# Cataract: The Titanic of Oars



## Avatard (Apr 29, 2011)

counterbalanced or not counterbalanced?

I'm assuming you are referring to standard shafts. the counterbalance plus the weight of the oar exceeds the weight of the displaced water and they will sink whatever you do unless you add extra external floatation.

also based on your description they must have stayed pretty much level and then you saw the tip of the blades right before they disappeared ...

they make these things called oar tethers that effectively also prevent an oar from waving bye bye ...


----------



## The Mogur (Mar 1, 2010)

Not counterbalanced. If you aren't strong enough to hold your oars out of the water, you have no business rowing a raft.

The oars sunk blade first. The last thing we saw was the handle.


----------



## restrac2000 (Mar 6, 2008)

The Mogur said:


> Not counterbalanced. If you aren't strong enough to hold your oars out of the water, you have no business rowing a raft.
> 
> The oars sunk blade first. The last thing we saw was the handle.


Sorry to hear about all of your lost oars, expensive loss. Nothing more frustrating then investing in a quality piece of equipment only to lose it so soon.

Guess I am officially in the realm of weaklings who shouldn't be on the river.
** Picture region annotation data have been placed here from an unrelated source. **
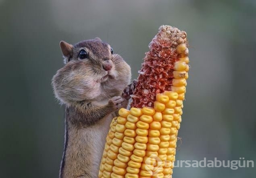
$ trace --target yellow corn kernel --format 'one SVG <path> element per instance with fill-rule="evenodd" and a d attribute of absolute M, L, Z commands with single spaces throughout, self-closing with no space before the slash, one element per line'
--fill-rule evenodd
<path fill-rule="evenodd" d="M 138 128 L 140 128 L 142 129 L 148 129 L 149 127 L 149 124 L 148 123 L 142 121 L 138 121 L 136 123 L 136 126 Z"/>
<path fill-rule="evenodd" d="M 125 178 L 139 178 L 139 175 L 131 173 L 126 173 Z"/>
<path fill-rule="evenodd" d="M 177 50 L 177 53 L 179 54 L 183 53 L 187 49 L 187 45 L 185 43 L 181 43 L 178 45 L 176 48 L 176 50 Z"/>
<path fill-rule="evenodd" d="M 164 94 L 158 93 L 156 94 L 156 101 L 160 103 L 166 103 L 169 101 L 169 97 Z"/>
<path fill-rule="evenodd" d="M 126 118 L 127 116 L 130 113 L 130 111 L 125 108 L 120 108 L 118 111 L 118 114 L 120 116 Z"/>
<path fill-rule="evenodd" d="M 112 160 L 114 160 L 117 158 L 117 154 L 111 150 L 110 150 L 108 151 L 107 155 L 108 158 L 110 158 Z"/>
<path fill-rule="evenodd" d="M 108 164 L 110 165 L 114 165 L 114 160 L 112 160 L 109 158 L 107 157 L 106 158 L 106 162 L 108 163 Z"/>
<path fill-rule="evenodd" d="M 110 165 L 108 163 L 105 163 L 104 164 L 104 169 L 107 171 L 111 172 L 112 171 L 112 168 L 113 168 L 113 165 Z"/>
<path fill-rule="evenodd" d="M 161 142 L 161 143 L 159 144 L 159 147 L 161 148 L 168 148 L 169 146 L 169 142 L 168 141 Z"/>
<path fill-rule="evenodd" d="M 176 100 L 178 98 L 178 93 L 173 91 L 165 91 L 164 94 L 167 95 L 170 100 Z"/>
<path fill-rule="evenodd" d="M 103 151 L 103 153 L 102 153 L 102 156 L 104 158 L 106 158 L 108 156 L 108 152 L 106 150 Z"/>
<path fill-rule="evenodd" d="M 180 118 L 181 118 L 181 115 L 179 114 L 175 113 L 173 115 L 173 120 L 175 121 L 179 121 Z"/>
<path fill-rule="evenodd" d="M 148 130 L 148 136 L 152 137 L 159 137 L 160 135 L 160 132 L 157 130 L 152 130 L 150 129 Z"/>
<path fill-rule="evenodd" d="M 168 108 L 173 108 L 176 105 L 176 102 L 174 100 L 169 100 L 169 101 L 166 104 L 165 106 Z"/>
<path fill-rule="evenodd" d="M 139 120 L 139 118 L 131 114 L 129 114 L 127 116 L 127 120 L 133 123 L 135 123 Z"/>
<path fill-rule="evenodd" d="M 142 157 L 144 156 L 146 154 L 146 151 L 137 149 L 135 149 L 133 150 L 133 153 L 135 155 Z"/>
<path fill-rule="evenodd" d="M 187 68 L 186 63 L 177 61 L 174 63 L 174 70 L 176 71 L 185 71 Z M 172 91 L 173 91 L 172 90 Z"/>
<path fill-rule="evenodd" d="M 175 135 L 175 134 L 171 134 L 169 135 L 170 137 L 170 141 L 173 140 L 175 140 L 177 139 L 177 137 Z M 168 141 L 168 140 L 165 140 L 165 141 Z"/>
<path fill-rule="evenodd" d="M 177 92 L 177 93 L 179 94 L 185 92 L 186 91 L 186 87 L 185 86 L 182 86 L 181 87 L 172 86 L 171 87 L 171 89 L 172 91 Z"/>
<path fill-rule="evenodd" d="M 172 126 L 172 123 L 165 121 L 161 121 L 161 125 L 164 127 L 169 128 Z"/>
<path fill-rule="evenodd" d="M 168 122 L 171 122 L 173 120 L 173 116 L 169 114 L 163 115 L 163 119 Z"/>
<path fill-rule="evenodd" d="M 185 99 L 185 93 L 183 93 L 179 94 L 178 99 L 180 99 L 181 100 L 184 100 Z"/>
<path fill-rule="evenodd" d="M 108 156 L 108 155 L 107 155 L 107 157 L 106 157 L 106 158 L 108 158 L 108 157 L 107 156 Z M 103 158 L 102 158 L 102 159 L 101 159 L 101 161 L 102 161 L 102 162 L 103 163 L 103 164 L 105 164 L 105 163 L 106 163 L 106 158 L 104 158 L 104 157 L 103 157 Z"/>
<path fill-rule="evenodd" d="M 116 131 L 116 127 L 115 125 L 111 125 L 110 127 L 110 129 L 111 131 L 113 132 L 115 132 Z"/>
<path fill-rule="evenodd" d="M 162 119 L 162 113 L 160 112 L 156 112 L 153 116 L 154 121 L 161 121 Z"/>
<path fill-rule="evenodd" d="M 102 177 L 103 176 L 103 174 L 102 171 L 101 170 L 99 171 L 99 173 L 98 174 L 98 177 Z"/>
<path fill-rule="evenodd" d="M 181 106 L 183 105 L 183 101 L 179 99 L 177 99 L 176 100 L 176 103 L 177 106 Z"/>
<path fill-rule="evenodd" d="M 117 159 L 121 162 L 124 163 L 127 163 L 130 160 L 130 158 L 121 154 L 118 154 L 117 155 Z M 118 166 L 118 165 L 117 166 Z"/>
<path fill-rule="evenodd" d="M 135 131 L 137 135 L 139 136 L 147 136 L 148 134 L 148 130 L 139 128 L 137 128 Z"/>
<path fill-rule="evenodd" d="M 161 141 L 164 142 L 169 141 L 170 138 L 170 135 L 161 135 L 160 137 Z"/>
<path fill-rule="evenodd" d="M 147 149 L 147 144 L 145 143 L 137 142 L 134 144 L 134 147 L 137 149 L 145 150 Z"/>
<path fill-rule="evenodd" d="M 138 156 L 134 154 L 133 154 L 130 158 L 133 161 L 137 162 L 142 162 L 143 161 L 143 157 Z"/>
<path fill-rule="evenodd" d="M 165 108 L 162 112 L 163 114 L 173 114 L 174 113 L 175 110 L 173 108 Z"/>
<path fill-rule="evenodd" d="M 177 128 L 177 129 L 179 130 L 180 127 L 181 127 L 181 124 L 179 123 L 179 124 L 178 124 L 178 125 L 177 125 L 177 127 L 176 127 L 176 128 Z"/>
<path fill-rule="evenodd" d="M 167 148 L 160 148 L 158 152 L 160 155 L 162 155 L 166 154 L 167 153 Z"/>
<path fill-rule="evenodd" d="M 179 60 L 180 61 L 185 62 L 187 64 L 188 64 L 189 63 L 189 59 L 187 57 L 181 57 Z"/>
<path fill-rule="evenodd" d="M 108 151 L 110 149 L 110 146 L 109 145 L 108 145 L 106 143 L 105 144 L 105 147 L 104 147 L 104 150 L 105 151 Z"/>
<path fill-rule="evenodd" d="M 139 117 L 142 115 L 142 111 L 141 109 L 137 108 L 136 107 L 132 107 L 130 109 L 131 114 L 136 117 Z"/>
<path fill-rule="evenodd" d="M 123 140 L 114 138 L 112 140 L 112 143 L 117 146 L 120 146 L 122 144 L 122 143 L 123 143 Z"/>
<path fill-rule="evenodd" d="M 176 148 L 176 140 L 172 140 L 170 141 L 169 142 L 169 146 L 171 148 Z"/>
<path fill-rule="evenodd" d="M 142 109 L 142 111 L 143 114 L 148 115 L 153 115 L 156 112 L 154 109 L 148 107 L 143 107 Z"/>
<path fill-rule="evenodd" d="M 176 127 L 171 128 L 171 134 L 175 134 L 177 132 L 177 129 Z"/>
<path fill-rule="evenodd" d="M 111 174 L 111 172 L 107 171 L 106 170 L 103 171 L 103 173 L 102 173 L 104 178 L 110 178 Z"/>
<path fill-rule="evenodd" d="M 127 151 L 123 147 L 120 147 L 119 149 L 119 153 L 122 155 L 130 156 L 132 154 L 132 152 L 130 151 Z"/>
<path fill-rule="evenodd" d="M 123 141 L 127 143 L 130 144 L 134 144 L 135 143 L 135 139 L 132 137 L 127 137 L 125 136 L 123 138 Z"/>
<path fill-rule="evenodd" d="M 153 121 L 149 125 L 150 129 L 154 130 L 159 130 L 161 128 L 161 123 L 159 122 Z"/>
<path fill-rule="evenodd" d="M 117 125 L 116 125 L 116 129 L 117 129 L 117 131 L 123 133 L 125 129 L 125 126 L 124 125 L 118 123 L 117 124 Z"/>
<path fill-rule="evenodd" d="M 173 157 L 173 155 L 167 155 L 167 160 L 169 161 L 173 161 L 174 160 L 174 157 Z"/>
<path fill-rule="evenodd" d="M 176 154 L 176 149 L 175 148 L 169 147 L 167 148 L 167 155 Z"/>
<path fill-rule="evenodd" d="M 145 163 L 142 163 L 142 166 L 141 167 L 141 169 L 142 170 L 154 170 L 154 166 L 152 164 L 150 165 L 150 164 L 147 164 Z"/>
<path fill-rule="evenodd" d="M 153 117 L 150 115 L 143 115 L 139 117 L 139 119 L 147 123 L 150 123 L 153 120 Z"/>
<path fill-rule="evenodd" d="M 128 165 L 129 166 L 134 168 L 139 168 L 141 165 L 142 164 L 140 162 L 136 162 L 133 160 L 130 160 L 128 163 Z"/>
<path fill-rule="evenodd" d="M 159 144 L 161 140 L 158 137 L 149 137 L 148 143 L 151 144 L 154 144 L 156 145 Z"/>
<path fill-rule="evenodd" d="M 162 127 L 159 130 L 161 134 L 163 135 L 167 135 L 170 134 L 171 129 L 169 128 Z"/>
<path fill-rule="evenodd" d="M 106 142 L 108 144 L 108 145 L 111 145 L 111 144 L 112 143 L 112 139 L 111 139 L 111 138 L 110 138 L 108 136 L 106 138 Z"/>
<path fill-rule="evenodd" d="M 132 122 L 130 122 L 129 121 L 126 122 L 125 125 L 125 127 L 127 129 L 135 129 L 136 128 L 135 123 L 133 123 Z"/>
<path fill-rule="evenodd" d="M 122 162 L 118 159 L 114 160 L 114 165 L 121 168 L 126 168 L 127 167 L 127 163 Z"/>
<path fill-rule="evenodd" d="M 146 130 L 147 131 L 147 130 Z M 135 138 L 135 140 L 139 143 L 146 144 L 148 143 L 148 137 L 146 136 L 137 136 Z"/>
<path fill-rule="evenodd" d="M 162 173 L 158 173 L 155 176 L 153 176 L 153 178 L 164 178 L 164 174 Z"/>
<path fill-rule="evenodd" d="M 166 163 L 165 166 L 166 166 L 166 167 L 164 168 L 164 169 L 166 169 L 167 168 L 170 168 L 171 166 L 171 165 L 172 164 L 172 162 L 171 161 L 167 161 L 165 163 Z M 168 170 L 168 169 L 167 169 Z M 169 173 L 167 173 L 167 174 L 169 174 Z"/>
<path fill-rule="evenodd" d="M 147 145 L 147 150 L 153 151 L 158 151 L 159 150 L 159 146 L 158 145 L 148 144 Z"/>
<path fill-rule="evenodd" d="M 174 111 L 175 113 L 180 113 L 182 111 L 181 108 L 180 107 L 175 107 Z"/>
<path fill-rule="evenodd" d="M 189 70 L 189 66 L 187 65 L 186 69 L 185 69 L 185 71 L 186 72 L 188 72 L 188 71 Z"/>
<path fill-rule="evenodd" d="M 127 172 L 129 173 L 137 174 L 139 172 L 139 169 L 137 168 L 132 168 L 131 167 L 128 166 L 126 168 Z"/>
<path fill-rule="evenodd" d="M 125 136 L 125 134 L 122 133 L 117 131 L 114 133 L 114 136 L 119 139 L 123 139 L 123 137 Z"/>
<path fill-rule="evenodd" d="M 128 151 L 133 151 L 134 149 L 134 146 L 131 144 L 128 144 L 125 142 L 122 143 L 122 147 Z"/>
<path fill-rule="evenodd" d="M 173 77 L 175 79 L 186 79 L 186 77 L 187 75 L 187 72 L 185 71 L 173 71 Z"/>
<path fill-rule="evenodd" d="M 114 172 L 112 172 L 111 173 L 110 177 L 111 178 L 124 178 L 124 176 L 121 176 L 121 175 L 118 174 Z"/>
<path fill-rule="evenodd" d="M 176 87 L 182 87 L 187 86 L 187 81 L 185 79 L 173 79 L 173 85 Z"/>
<path fill-rule="evenodd" d="M 177 121 L 172 121 L 172 126 L 174 127 L 177 127 L 179 124 L 179 122 Z"/>
<path fill-rule="evenodd" d="M 108 132 L 108 136 L 111 139 L 114 137 L 114 133 L 112 131 Z"/>
<path fill-rule="evenodd" d="M 119 148 L 119 147 L 118 146 L 117 146 L 113 144 L 110 145 L 110 149 L 115 153 L 118 152 Z"/>
<path fill-rule="evenodd" d="M 160 103 L 159 101 L 155 101 L 154 104 L 154 109 L 158 112 L 161 112 L 165 108 L 164 104 Z"/>
<path fill-rule="evenodd" d="M 147 150 L 147 152 L 146 152 L 146 157 L 143 158 L 143 159 L 144 159 L 143 160 L 143 162 L 146 162 L 145 161 L 148 161 L 149 160 L 147 159 L 148 157 L 150 158 L 150 160 L 155 162 L 155 158 L 157 157 L 158 156 L 158 152 L 156 151 Z M 151 158 L 152 160 L 151 160 Z"/>
<path fill-rule="evenodd" d="M 119 175 L 123 175 L 126 173 L 126 170 L 123 168 L 120 168 L 114 166 L 112 168 L 113 172 Z"/>
<path fill-rule="evenodd" d="M 118 116 L 117 117 L 117 122 L 121 124 L 125 124 L 125 123 L 127 121 L 126 118 L 123 117 L 121 116 Z"/>
<path fill-rule="evenodd" d="M 132 130 L 131 129 L 126 129 L 124 134 L 125 136 L 131 137 L 135 137 L 136 136 L 137 136 L 135 131 L 134 130 Z"/>
<path fill-rule="evenodd" d="M 140 176 L 142 176 L 145 177 L 151 177 L 152 175 L 153 175 L 153 172 L 152 171 L 148 171 L 147 170 L 144 171 L 144 170 L 141 170 L 141 171 L 139 172 Z"/>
Been rowing counterbalanced cataracts this season and I have no reason to go back to other options. Not sure its about being strong enough (though admittedly I lack the standard macho gene) and more about efficient use of energy. Spent most of my rowing life using heavy and rigid Carlisle oars....does that gain me some street cred for rowing worthiness? THough I will say, rowing the Selway last year with wooden oars provided a different experience that I enjoyed.

As a thought experiment.....if you aren't smart enough to use an oar tether than you have no business rowing a raft? Understand how that may come across? Might be a few more shades of grey out there then you seem to vocalize.

Hope the new system works the way you hope. 

Phillip


----------



## Avatard (Apr 29, 2011)

The Mogur said:


> Not counterbalanced. If you aren't strong enough to hold your oars out of the water, you have no business rowing a raft.
> 
> The oars sunk blade first. The last thing we saw was the handle.


This makes no sense. How heavy / what type are the blades you were using?

I would assume if the blades were neg bouyant they would drop vertical and you'd have about 2 or three feet of shaft out of the water. Once the shaft goes vertical there is almost no way for the air to get displaced from inside the handles.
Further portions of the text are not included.